REPUBLIKA.CO.ID, Oleh: Fuji Pratiwi
Islam menghapuskan perbudakan secara gradual.
Perbudakan sudah ada sejak mulai berkembangnya peradaban kota-kota kuno maju di berbagai wilayah, seperti Mesopotamia dan peradaban hulu Sungai Nil.
Organisasi Antiperbudakan yang juga sister-organization Anti-Slavery International, Free the Slaves, dalam lamannya freetheslaves.net, menulis pada 6800 SM, kota pertama mulai tumbuh di Mesopotamia, mulai mempekerjakan paksa kubu yang mereka kalahkan dalam perang.
Pada 2575 SM, masyarakat Mesir kuno juga melakukan ekspedisi sepanjang Sungai Nil mencari budak untuk dipekerjakan membangun kota.
Dalam peradaban Yunani kuno pada 550 SM, Athena mempekerjakan 30 ribu budak yang bekerja di tambang perak yang dikuasainya. Sementara, pada 120 M, diperkirakan separuh populasi bangsa Romawi adalah budak.
Pada 500 M, warga Inggris dijadikan budak setelah invasi negeri itu oleh bangsa Anglo-Saxon. Ketika 500 tahun kemudian, perbudakan menjadi hal jamak dalam perekonomian Inggris, terutama oleh para tuan tanah di sektor pertanian.
Perkembangan ekonomi pada 1380 M membuat kebutuhan budak bertambah besar.

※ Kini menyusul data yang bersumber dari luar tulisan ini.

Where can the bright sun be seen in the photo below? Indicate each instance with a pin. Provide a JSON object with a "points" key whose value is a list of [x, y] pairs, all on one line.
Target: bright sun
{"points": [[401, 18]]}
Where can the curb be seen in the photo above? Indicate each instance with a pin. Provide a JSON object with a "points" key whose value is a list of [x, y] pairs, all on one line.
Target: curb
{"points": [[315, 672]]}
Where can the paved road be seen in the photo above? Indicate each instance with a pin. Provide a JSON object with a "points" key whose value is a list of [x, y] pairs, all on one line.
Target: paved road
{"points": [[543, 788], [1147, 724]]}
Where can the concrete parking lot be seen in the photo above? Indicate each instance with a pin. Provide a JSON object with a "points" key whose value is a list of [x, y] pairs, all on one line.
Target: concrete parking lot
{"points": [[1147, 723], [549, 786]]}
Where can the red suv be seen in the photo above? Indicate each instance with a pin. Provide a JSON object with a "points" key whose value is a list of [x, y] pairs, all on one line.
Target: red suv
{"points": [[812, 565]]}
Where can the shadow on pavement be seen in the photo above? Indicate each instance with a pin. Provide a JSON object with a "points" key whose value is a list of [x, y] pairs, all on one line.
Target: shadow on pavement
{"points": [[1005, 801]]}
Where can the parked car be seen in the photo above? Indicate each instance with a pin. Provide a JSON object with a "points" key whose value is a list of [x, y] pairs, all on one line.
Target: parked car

Budak-budak dikirim ke berbagai wilayah, termasuk Eropa, Timur Tengah, dan Afrika Utara.
Pada 1444 M, menjadi titik awal perdagangan budak lintas samudra oleh bangsa Portugis. Mereka mengirim budak dari Afrika Barat ke Eropa menggunakan kapal melalui Samudra Atlantik.
Memasuki 1550 M, seni menikmati Renaissance salah satunya adalah menjadikan budak sebagai objek barang konsumsi.
Clarence Martin Wilbur, dalam makalahnya, Slavery in China During Former Han Dynasty (206 SM-25 M), mencatat perbudakan juga terjadi pada masa Dinasti Han. Kala itu, Cina sempat mengalami tekanan ekonomi akibat perang dan musibah besar banjir Sungai Kuning.